Single by fripSide
- Language: Japanese
- B-side: "Late in Autumn"
- Released: November 4, 2009
- Genre: Electronic; J-pop;
- Length: 20:48
- Label: Geneon Universal
- Composer: Satoshi Yaginuma
- Lyricists: Satoshi Yaginuma; Yoshino Nanjō; Yuki-ka;
- Producer: Jun Nishimura

fripSide singles chronology
| "Yappari Sekai wa Atashi☆Legend!!" (2008) | "Only My Railgun" (2009) | "Level 5 Judgelight" (2010) |

A Certain Scientific Railgun album chronology
|  | A Certain Scientific Railgun (2009) | A Certain Scientific Railgun OVA (2010) |

= Only My Railgun =

"Only My Railgun" (stylized as "only my railgun") is a Japanese single by the pop and trance duo fripSide, which was released by Geneon Universal Entertainment on November 4, 2009. It is used as the first opening theme music for J.C.Staff's anime television series A Certain Scientific Railgun.

==Background==
"Only My Railgun" is the first single by fripSide to feature Yoshino Nanjō as its new lead vocalist since her joining in August 2009. Nanjō described it as having the "electric elements" of science and "fantastic elements" of magic, while Satoshi Yaginuma felt that it was a "difficult song" with a "fast pitch and high keys". He cited his fondness of Western hard rock music when composing the song to achieve a native singing speed and rhythm with two or three syllables in every note. The tempo was revealed to have 130 beats per minute (BPM). As for the coupling song "Late in Autumn", Nanjō felt that it was "bright" enough to make its lyrics "sadder", while Yaginuma described it as the "standard song for the new fripSide".

Magician Shinji Maggy made an appearance in the "Only My Railgun" promotional video (PV). The song was included in the 2020 smartphone game D4DJ Groovy Mix on April 4, 2022.

==Track listing==

"Only My Railgun" CD track listing
| No. | Title | Lyrics | Length |
|---|---|---|---|
| 1. | "Only My Railgun" | Satoshi Yaginuma; Yuki-ka; | 4:17 |
| 2. | "Late in Autumn" | Yoshino Nanjō; Yuki-ka; | 6:09 |
| 3. | "Only My Railgun" (instrumental) |  | 4:16 |
| 4. | "Late in Autumn" (instrumental) |  | 6:06 |
| Total length: |  |  | 20:48 |

===Limited edition===
The single's limited edition is bundled with a DVD and was also released on November 4, 2009.

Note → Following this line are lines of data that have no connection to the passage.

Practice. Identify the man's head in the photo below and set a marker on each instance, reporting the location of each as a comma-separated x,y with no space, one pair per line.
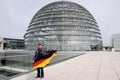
40,46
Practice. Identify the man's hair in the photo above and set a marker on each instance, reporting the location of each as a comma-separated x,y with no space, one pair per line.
39,44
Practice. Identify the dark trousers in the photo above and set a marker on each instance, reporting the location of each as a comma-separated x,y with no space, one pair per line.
40,72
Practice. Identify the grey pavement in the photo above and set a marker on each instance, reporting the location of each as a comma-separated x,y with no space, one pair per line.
99,65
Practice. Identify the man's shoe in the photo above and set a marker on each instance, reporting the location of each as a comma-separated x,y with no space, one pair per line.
38,77
42,77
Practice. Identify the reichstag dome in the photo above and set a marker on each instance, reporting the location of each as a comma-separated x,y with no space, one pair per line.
64,26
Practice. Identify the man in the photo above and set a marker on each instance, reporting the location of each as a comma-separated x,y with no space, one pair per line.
38,55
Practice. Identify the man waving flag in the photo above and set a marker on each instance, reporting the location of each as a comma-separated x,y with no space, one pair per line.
41,59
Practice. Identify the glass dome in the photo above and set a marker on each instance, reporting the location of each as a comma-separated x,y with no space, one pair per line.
64,26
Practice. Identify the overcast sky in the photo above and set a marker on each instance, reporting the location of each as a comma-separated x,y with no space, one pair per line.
15,16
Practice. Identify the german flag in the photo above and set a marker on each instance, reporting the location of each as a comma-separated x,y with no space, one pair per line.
45,60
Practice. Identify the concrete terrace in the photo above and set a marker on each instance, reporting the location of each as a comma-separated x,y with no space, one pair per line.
90,66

"Only My Railgun" DVD track listing
| No. | Title | Lyrics | Length |
|---|---|---|---|
| 1. | "Only My Railgun (PV)" | Yuki-ka |  |
| 2. | "Making" |  |  |
| 3. | "Spot (In Stores Now ver.)" |  |  |
| 4. | "Spot (Special ver.)" |  |  |

==Reception==
===Sale===
"Only My Railgun" sold 26,000 copies in its first weekend since its release. The song has been certified Gold by the Recording Industry Association of Japan for both physical and streaming department.

===Chart===

| Year | Chart | Peak position |
|---|---|---|
| 2009 | Japan Oricon Singles Chart (Oricon) | 3 |

===Accolade===
In October 2010, "Only My Railgun" won the Radio Kansai Award at Animation Kobe Awards.

==Other versions==
Machico did a cover version of "Only My Railgun" song, which became available on iTunes Store on December 10, 2014, as part of her second album COLORS II -RML- that was released in April 2015.

"Only My Railgun" song received a new arrangement from fripSide, which is titled "Only My Railgun Version 2020" (stylized as "only my railgun -version2020-"). It was released by NBCUniversal Entertainment Japan on April 1, 2020. The new song is included in fripSide's visual album "fripSide infinite video clips 2009–2020" that was released on Blu-ray on the same date.